İhracatçının rekabet gücünün artmasında lojistik maliyetler ne ölçüde avantaj sağlıyor?

Bu aslında Türkiye’nin genel ekonomik motorunun nasıl işlediği ile ilgili bir konu. Teknolojik ve çevresel nedenlerle bu ekonomik motor güncellenmek zorunda artık. Katma değerli ve teknolojik ürünlerin ihracat içindeki payını yukarı çıkması gerekiyor. Sadece navlun maliyetlerine duyarlı, sadece belirli ürün gruplarına veya emek yoğun alanlara yoğunlaşmış bir ihracat rakamsal büyüklük getiriyor ama, mevcut şartlarda bu yapı ancak 250 milyar dolarlık bir ihracat üretebiliyor.

İhracatta 500 milyar dolar ve üzerini hedefliyorsak bunun farklı bir kurgusu olmalı. Navlunlar düşsün ihracatımız artsın veya kur yükselsin rekabet avantajımız gelsin yaklaşımının ötesinde farklı yaklaşımlar geliştirilmeli. Ve bu yeni kurguyu geliştirirken de en büyük paydaşlarının tedarik zinciri yönetimi ve lojistikçilerin de olduğu unutulmamalı.

Dış ticareti ve ihracatı kurgularken bir Güney Kore veya Çin neden olmayalım hedefi gözetilmeli. Mevcut lojistik depolar hantallaştı ve kapasite de yetersiz. Bu depoların nasıl bir teknolojik altyapı ile donatılması gerekiyor bu konuya odaklanılmalı. Ve o deponun doğru tedarik zinciri adımlarıyla haberleşecek şekilde kurgulanması ve doğru taşıma modlarıyla entegre olması da çok önemli. Bu entegrasyon olmadan lojistik sektörü bu sıçramayı yapamıyor. İhracat sektörü de bu durumdan etkileniyor.

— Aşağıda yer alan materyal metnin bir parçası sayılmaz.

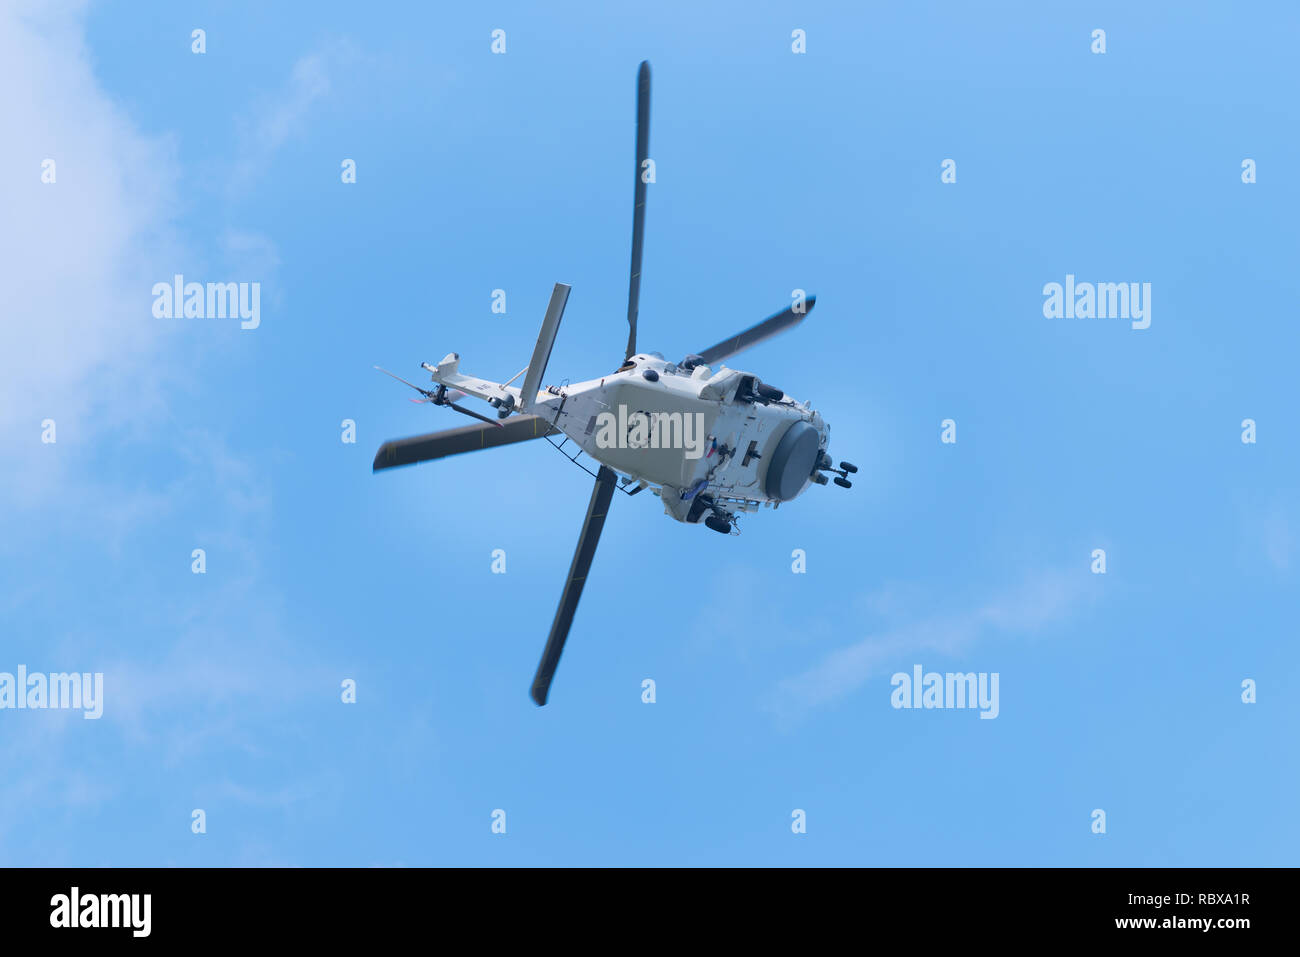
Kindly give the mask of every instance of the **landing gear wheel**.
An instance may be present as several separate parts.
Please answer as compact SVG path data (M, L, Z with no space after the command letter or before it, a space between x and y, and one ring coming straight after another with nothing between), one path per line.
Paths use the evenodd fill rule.
M840 468L844 469L844 471L848 472L850 475L858 470L858 467L852 462L841 462Z
M721 532L723 535L731 534L731 523L725 518L719 518L716 515L710 515L704 520L704 524L709 526L715 532Z
M846 479L843 475L835 476L835 484L838 485L840 488L853 488L853 483L850 482L848 479Z

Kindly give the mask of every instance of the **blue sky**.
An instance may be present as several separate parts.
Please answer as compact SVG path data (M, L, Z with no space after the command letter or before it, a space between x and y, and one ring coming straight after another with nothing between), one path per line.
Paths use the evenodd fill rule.
M6 7L0 671L105 704L0 710L0 862L1294 864L1297 27ZM372 475L460 422L371 365L508 378L556 281L547 378L621 360L641 59L641 347L815 292L732 364L861 472L733 538L619 496L538 709L590 480L540 443ZM155 318L175 273L259 282L260 327ZM1067 274L1150 283L1150 328L1045 318ZM916 664L998 673L998 717L892 708Z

Lojistik sektörünü 180 derece bir eksenle inceleyeceğiz

Lojistik Zirvesi öncesinde sektöre mesajınız nedir Utikad olarak?

23 Ekim’de İstanbul’da gerçekleşecek Lojistik zirvesinde lojistik sektörünü 180 derece bir eksenle incelemek istiyoruz.Türkiye bazı iş kollarında büyümeyi hedefliyor. Bunların kimisi tercihe bağlı konular.Ama lojistikte büyümesi tercihe bağlı bir konu değil, adeta bu bir zorunluluktur. Gerek Türkiye’nin konumu gerekse bu konum etrafında oluşan jeopolitik gelişmeler Türkiye’yi zorunlu olarak belirli noktalara taşıyor ve itiyor.
Dolayısıyla biz de zirveye Türkiye nin yakın gelecek vizyonunu ve etki alanını bir manifesto olarak ortaya koyacağımız bir platform olarak bakıyoruz. Uluslararası katılımcılarla Türkiye perspektifiyle yakın gelecekte alacağımız rolü küresel ve bölgesel bazda ele alacağız.

UTİKAD’ın lojistik söz konusu olduğunda bir think tank olarak konumlanması açısından da önemli bu etkinlik. Bu zirvede lojistikten satınalma yapanlar ve lojistik sektörünü müşteri olarak görenler de davetli. İhracatını belirli noktaya taşımak isteyen şirketler de üst düzey yöneticileriyle panellerde yer alacaklar.Türkiyenin yakın gelecek lojistik perspektifine bu açıdan da ciddi bir katkı yapacak zirve. Biletli katılımcı olarak zirveye Türkiye’nin lojistik etki alanında yer alan birçok ülke var. Kuzey Afrika ülkelerinden, Avrupa’dan ve Uzakdoğu’dan da birçok uluslararası katılımcı var. Rusya’dan da çok sayıda katılımcı geliyor. Ciddi emek ve hazırlığın ürünü olacak bu zirve.

Aslında bu zirvenin UTİKAD’dan bağımsız bir marka etkinliği olmasını hedefliyoruz. Ana sponsorumuz Turkish Cargo. Zaten bu vizyonda da beraber yola çıkmış durumdayız. Turkish Cargo’nun zirveye ciddi katkıları ve zirveyi zenginleştirecek görüşleri de oldu. Kısaca geniş bir paydaş kitlesiyle yola çıktık ve yürüyoruz.